The 2020 applications for Mentor-Connect mentoring (due October 11) and the Mentor Fellows internship program (due September 27) are at mentor-connect.org.
The American Association of Community Colleges is a partner on Mentor-Connect, which is led by the South Carolina Advanced Technological Education Center at Florence-Darlington Technical College.
Drafting a solid proposal
Mays, who is COCC’s director of automotive technology, is one of four Mentor-Connect mentor fellows shadowing Mentor-Connect’s most-experienced mentors during 2019. The process helps program participants and leaders determine if formally mentoring faculty from colleges new to ATE is a good fit for the fellows.
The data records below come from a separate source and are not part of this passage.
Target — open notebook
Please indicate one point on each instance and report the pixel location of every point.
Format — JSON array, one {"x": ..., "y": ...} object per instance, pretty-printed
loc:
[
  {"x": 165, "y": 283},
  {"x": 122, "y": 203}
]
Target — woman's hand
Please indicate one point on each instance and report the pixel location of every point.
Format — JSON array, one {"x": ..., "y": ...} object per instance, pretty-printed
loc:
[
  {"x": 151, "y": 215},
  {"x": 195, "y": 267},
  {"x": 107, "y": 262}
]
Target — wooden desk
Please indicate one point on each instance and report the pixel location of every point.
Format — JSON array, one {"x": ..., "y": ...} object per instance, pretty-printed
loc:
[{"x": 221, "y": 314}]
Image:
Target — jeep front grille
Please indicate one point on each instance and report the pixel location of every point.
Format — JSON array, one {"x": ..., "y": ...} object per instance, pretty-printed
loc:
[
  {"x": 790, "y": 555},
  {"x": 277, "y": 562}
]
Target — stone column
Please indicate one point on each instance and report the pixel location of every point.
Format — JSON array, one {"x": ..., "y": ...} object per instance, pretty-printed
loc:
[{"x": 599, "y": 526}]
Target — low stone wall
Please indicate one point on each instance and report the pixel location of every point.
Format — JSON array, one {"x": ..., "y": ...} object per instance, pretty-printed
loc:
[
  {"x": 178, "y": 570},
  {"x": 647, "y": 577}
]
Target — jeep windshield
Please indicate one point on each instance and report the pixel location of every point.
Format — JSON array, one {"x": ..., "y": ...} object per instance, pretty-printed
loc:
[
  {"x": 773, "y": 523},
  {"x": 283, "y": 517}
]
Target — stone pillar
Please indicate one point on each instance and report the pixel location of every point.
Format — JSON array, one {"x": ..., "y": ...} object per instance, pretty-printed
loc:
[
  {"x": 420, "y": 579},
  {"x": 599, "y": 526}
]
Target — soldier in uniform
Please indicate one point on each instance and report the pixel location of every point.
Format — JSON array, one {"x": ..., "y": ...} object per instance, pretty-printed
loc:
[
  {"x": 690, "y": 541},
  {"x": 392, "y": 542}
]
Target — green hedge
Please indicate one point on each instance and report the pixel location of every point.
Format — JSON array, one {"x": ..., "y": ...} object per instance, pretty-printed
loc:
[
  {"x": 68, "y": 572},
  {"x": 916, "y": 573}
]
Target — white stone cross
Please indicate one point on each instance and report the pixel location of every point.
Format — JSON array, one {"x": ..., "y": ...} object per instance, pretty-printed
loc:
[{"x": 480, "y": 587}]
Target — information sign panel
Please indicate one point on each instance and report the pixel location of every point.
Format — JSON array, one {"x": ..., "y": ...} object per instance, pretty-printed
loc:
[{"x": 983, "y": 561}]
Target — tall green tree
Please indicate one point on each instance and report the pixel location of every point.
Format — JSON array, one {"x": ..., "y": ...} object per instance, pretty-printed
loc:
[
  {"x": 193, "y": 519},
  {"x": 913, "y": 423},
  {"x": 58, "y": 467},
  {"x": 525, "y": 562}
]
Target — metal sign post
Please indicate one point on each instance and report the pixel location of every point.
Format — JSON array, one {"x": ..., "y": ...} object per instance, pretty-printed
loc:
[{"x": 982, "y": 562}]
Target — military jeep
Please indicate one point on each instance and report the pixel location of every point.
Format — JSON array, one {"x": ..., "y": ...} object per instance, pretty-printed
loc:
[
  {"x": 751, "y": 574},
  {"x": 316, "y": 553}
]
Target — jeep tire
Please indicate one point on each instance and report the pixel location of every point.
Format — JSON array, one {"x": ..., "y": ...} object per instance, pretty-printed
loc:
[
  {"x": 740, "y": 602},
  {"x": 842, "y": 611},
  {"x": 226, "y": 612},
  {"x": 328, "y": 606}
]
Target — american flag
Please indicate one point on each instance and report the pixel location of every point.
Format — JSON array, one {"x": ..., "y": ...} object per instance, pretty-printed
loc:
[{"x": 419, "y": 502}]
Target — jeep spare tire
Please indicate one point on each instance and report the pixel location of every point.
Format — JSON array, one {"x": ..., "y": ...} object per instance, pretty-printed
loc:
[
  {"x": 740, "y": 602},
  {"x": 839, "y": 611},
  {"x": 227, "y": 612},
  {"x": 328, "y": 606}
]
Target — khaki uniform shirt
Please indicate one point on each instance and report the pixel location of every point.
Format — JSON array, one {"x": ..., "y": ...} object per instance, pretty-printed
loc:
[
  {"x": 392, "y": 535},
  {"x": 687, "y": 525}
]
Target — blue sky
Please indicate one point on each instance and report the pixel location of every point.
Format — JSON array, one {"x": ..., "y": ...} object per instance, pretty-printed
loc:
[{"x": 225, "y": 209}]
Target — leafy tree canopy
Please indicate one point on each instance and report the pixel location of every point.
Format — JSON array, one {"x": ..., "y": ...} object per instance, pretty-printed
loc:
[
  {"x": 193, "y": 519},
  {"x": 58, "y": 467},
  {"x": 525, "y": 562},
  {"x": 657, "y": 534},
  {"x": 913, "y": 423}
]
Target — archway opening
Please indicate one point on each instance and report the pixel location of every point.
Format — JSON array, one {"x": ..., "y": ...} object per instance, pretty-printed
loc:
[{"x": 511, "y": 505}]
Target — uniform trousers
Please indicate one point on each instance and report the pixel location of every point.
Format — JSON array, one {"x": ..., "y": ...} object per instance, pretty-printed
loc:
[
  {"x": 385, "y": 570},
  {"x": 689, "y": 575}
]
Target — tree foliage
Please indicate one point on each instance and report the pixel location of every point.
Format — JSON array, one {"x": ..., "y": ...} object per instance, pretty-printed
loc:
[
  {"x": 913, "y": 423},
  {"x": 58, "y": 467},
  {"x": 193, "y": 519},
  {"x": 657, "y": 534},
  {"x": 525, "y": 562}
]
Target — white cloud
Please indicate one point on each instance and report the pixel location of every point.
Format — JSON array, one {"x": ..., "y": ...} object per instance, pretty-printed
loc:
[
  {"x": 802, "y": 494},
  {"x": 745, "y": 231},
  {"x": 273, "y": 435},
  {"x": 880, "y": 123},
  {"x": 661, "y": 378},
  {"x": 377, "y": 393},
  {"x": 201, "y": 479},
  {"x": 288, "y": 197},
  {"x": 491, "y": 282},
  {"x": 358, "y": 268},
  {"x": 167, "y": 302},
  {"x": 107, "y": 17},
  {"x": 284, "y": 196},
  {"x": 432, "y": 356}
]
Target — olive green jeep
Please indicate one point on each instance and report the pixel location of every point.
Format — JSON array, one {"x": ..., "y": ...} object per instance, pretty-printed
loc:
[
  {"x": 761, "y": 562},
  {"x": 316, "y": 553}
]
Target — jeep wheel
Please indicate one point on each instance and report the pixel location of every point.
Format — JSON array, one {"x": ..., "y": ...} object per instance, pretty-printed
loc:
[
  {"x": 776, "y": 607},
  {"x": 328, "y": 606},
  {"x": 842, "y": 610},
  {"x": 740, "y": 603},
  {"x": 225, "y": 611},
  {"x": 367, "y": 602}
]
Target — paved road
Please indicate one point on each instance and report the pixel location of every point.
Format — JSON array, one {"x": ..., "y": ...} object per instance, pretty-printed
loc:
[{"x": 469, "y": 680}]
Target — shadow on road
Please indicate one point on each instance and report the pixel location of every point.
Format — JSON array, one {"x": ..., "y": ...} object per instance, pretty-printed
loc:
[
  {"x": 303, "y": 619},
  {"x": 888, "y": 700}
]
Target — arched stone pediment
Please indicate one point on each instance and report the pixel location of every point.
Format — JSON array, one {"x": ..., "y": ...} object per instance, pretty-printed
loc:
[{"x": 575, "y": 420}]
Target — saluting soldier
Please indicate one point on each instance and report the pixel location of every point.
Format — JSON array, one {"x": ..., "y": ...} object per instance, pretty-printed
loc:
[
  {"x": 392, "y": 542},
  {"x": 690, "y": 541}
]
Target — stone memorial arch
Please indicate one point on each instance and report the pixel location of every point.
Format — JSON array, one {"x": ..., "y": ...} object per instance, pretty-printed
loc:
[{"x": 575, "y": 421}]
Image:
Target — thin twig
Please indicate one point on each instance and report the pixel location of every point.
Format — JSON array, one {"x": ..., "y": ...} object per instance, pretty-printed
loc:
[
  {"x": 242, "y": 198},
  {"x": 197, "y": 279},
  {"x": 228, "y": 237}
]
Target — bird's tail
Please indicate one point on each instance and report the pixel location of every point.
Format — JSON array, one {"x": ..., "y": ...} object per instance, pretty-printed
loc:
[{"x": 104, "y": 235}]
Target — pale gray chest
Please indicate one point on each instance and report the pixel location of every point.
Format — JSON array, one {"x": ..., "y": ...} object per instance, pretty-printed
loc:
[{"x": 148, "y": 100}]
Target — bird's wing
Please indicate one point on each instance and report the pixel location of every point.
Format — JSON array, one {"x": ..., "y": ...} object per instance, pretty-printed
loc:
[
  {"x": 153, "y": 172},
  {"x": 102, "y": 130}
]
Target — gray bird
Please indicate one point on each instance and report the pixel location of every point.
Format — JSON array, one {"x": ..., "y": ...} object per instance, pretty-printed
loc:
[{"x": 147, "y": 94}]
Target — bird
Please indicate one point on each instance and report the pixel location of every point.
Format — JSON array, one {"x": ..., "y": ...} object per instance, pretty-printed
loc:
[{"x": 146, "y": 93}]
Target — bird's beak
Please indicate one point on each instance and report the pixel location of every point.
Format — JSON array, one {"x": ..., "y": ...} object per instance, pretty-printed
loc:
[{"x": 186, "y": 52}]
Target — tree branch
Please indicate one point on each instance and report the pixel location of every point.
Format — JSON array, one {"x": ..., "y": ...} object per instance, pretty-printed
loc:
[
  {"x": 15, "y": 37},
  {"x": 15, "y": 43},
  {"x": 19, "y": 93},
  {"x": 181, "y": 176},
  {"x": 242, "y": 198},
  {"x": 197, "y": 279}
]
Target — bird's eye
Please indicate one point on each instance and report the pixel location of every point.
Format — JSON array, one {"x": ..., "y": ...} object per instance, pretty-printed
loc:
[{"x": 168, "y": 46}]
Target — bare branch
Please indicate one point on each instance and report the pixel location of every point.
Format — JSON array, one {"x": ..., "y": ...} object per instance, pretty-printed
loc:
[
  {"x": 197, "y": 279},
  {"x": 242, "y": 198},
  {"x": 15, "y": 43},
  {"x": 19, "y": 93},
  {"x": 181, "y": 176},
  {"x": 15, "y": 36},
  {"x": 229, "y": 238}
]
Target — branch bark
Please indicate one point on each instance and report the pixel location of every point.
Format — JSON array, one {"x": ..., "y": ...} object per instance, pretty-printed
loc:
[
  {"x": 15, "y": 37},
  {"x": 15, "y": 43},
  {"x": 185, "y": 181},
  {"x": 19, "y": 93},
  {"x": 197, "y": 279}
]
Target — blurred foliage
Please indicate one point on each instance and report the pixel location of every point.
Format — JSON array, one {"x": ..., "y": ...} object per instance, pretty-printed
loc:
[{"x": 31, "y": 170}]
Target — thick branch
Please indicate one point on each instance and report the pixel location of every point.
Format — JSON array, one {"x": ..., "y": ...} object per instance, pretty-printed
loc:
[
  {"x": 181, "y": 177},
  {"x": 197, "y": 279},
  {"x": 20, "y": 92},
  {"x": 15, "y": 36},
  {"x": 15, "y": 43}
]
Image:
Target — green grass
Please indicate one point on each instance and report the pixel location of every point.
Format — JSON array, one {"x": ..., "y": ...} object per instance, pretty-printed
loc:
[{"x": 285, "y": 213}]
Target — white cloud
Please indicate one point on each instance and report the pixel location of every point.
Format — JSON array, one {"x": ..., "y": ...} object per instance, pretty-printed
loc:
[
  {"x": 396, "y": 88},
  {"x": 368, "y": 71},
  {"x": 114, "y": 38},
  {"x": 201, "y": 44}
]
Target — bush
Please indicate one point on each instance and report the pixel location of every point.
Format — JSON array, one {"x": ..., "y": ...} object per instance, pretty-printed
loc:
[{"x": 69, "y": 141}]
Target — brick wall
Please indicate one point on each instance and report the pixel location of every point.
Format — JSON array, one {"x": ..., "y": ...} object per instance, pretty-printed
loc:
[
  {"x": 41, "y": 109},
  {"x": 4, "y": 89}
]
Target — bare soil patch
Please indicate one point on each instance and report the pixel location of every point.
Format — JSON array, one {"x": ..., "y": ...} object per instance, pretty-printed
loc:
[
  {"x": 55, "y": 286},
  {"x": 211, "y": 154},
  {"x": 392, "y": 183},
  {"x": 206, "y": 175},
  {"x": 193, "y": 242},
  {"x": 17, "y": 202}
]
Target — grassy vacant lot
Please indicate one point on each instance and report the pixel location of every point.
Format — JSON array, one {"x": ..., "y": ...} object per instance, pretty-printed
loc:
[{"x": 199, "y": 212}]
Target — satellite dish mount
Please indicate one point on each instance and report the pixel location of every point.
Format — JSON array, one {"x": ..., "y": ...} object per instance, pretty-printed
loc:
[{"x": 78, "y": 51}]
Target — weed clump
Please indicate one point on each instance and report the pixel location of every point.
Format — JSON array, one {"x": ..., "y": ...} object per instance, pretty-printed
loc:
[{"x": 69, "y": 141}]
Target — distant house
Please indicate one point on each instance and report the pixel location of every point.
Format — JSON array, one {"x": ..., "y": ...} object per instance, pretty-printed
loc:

The three other mentor fellows have been involved in multiple ATE grants, but did not receive mentoring from Mentor-Connect.
When asked about the results of his Mentor-Connect experience, Mays tallied the positive things that have occurred since January 2014 when he and Bruce Emerson, COCC physics professor, arrived at their first Mentor-Connect workshop session “without a clue” about the ATE program.
At the time, they had a bare sketch of a plan for combining instruction in hybrid electric vehicle technologies, which Mays considers the most exciting new automotive technology, with open badge credentials that Emerson was then testing for alternative certification of skills.
“We met with our mentor by phone every week,” Mays said of their process for writing the grant proposal and helping the college set up the systems for handling an NSF grant award.
Deborah Boisvert “was very patient with us,” Mays said of their mentor who was then principal investigator of Broadening Area Technological Education Connections (BATEC) at the University of Massachusetts Boston. The proposal for the Northwest Engineering Vehicle Exchange (NEVTEX) that Mays and Emerson submitted in October 2014 received a grant in the Small Grants for Institutions New to ATE track in May 2015.
Leading to more advancements
Mays credits Mentor-Connect with facilitating NEVTEX’s improvements to the automotive technology program at COCC and at partner colleges in the region; instigating the non-profit Advanced Vehicle Training Group Northwest that continues to offer educational opportunities for instructors and advanced automotive technicians; and preparing him for his second successful ATE grant proposal. That project — NEVTEX2 — is a partnership with another 2014 Mentor-Connect mentee, John Frala of Rio Hondo College.
Automakers have noticed and have visited COCC to see what students are learning in the latticed curriculum that awards badges, five certificates and an AAS degree in automotive technology in electronics and diagnostics.
The first NEVTEX grant supported the creation of five advanced automotive courses that are part of the college’s offerings.